The ringing of the
telephone at two a.m. in the morning is always a frightening thing
especially when one has as large a family. Uncles, aunts, cousins, nieces,
nephew's one and all are and have been in accidents or for some reason or
another can need assistance. Dee and Sam had an on going disagreement
about having a telephone in the bedroom. He had always wanted to take the
calls coming in during the night. In his kindness he always tried to
protect her from what might be a traumatic message. However, as the years
pushed along she had to end up answering it anyway because he plain would
not hear it.
As quickly as she could go
sliding down the hall she did. There was the chance of waking her daughter
or waking her mother. Dee's mother was 90 but that made no difference.

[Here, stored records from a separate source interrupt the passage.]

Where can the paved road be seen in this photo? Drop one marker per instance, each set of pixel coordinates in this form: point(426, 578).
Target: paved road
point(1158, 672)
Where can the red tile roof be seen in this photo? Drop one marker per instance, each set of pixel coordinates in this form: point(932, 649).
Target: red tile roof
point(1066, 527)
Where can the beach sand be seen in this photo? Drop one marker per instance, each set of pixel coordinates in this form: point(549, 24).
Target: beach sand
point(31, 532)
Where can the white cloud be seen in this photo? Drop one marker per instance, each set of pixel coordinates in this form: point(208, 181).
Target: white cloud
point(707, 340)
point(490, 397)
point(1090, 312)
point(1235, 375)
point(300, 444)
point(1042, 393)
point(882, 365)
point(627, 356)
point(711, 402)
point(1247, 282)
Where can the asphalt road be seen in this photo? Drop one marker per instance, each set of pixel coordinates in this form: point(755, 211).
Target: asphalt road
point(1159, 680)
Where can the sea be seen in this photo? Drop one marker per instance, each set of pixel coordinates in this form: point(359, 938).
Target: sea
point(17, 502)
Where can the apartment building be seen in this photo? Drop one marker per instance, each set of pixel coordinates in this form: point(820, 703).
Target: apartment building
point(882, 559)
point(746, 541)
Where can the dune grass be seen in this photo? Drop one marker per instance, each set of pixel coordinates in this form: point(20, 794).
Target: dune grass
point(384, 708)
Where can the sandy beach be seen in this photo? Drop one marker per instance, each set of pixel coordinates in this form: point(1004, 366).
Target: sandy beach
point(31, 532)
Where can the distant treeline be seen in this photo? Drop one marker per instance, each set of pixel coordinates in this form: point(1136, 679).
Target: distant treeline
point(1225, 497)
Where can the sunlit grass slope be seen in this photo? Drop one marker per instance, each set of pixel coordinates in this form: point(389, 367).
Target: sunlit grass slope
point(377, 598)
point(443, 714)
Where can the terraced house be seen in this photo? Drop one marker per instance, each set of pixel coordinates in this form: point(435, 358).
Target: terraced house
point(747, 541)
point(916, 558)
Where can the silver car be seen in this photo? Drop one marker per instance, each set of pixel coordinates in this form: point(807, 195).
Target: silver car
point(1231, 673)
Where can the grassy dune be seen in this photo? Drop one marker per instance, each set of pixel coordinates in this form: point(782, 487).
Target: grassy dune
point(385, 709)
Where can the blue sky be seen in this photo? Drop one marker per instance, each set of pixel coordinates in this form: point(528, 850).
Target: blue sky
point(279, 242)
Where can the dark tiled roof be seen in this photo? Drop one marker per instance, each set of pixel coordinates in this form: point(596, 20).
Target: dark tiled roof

She was as lithe as anyone and she would answer the thing if no one else
did.
Dee looked down at the
caller I.D. and did not recognize the caller. Neither did she recognize
the person's voice who was speaking. Having had languages bounced off her
from Native American to Spanish, Elizabethan dialect of her cowboy family
and years of voice training it was with this she listened to the young man
as he asked for someone she did not know. Mentally she was judging him to
be approximately twenty-six or seven. He was no youth and had a certain
worldliness about his voice. She recognized even the part of town from
which he hailed. Like the professor in My Fair Lady she was mentally
evaluating his speech.
“I'm sorry!” He told her.
“I'm sorry.” “I think I have the wrong number.”
“No one by that name
here.” Dee was relieved, and would have hung up the phone but he
continued.
“You poor thing.” He
said. “What are you doing up at this hour.”
Dee would have been the
first one to admit she sometimes was too quick with responses, but for
some reason she did not retaliate. She kept silent.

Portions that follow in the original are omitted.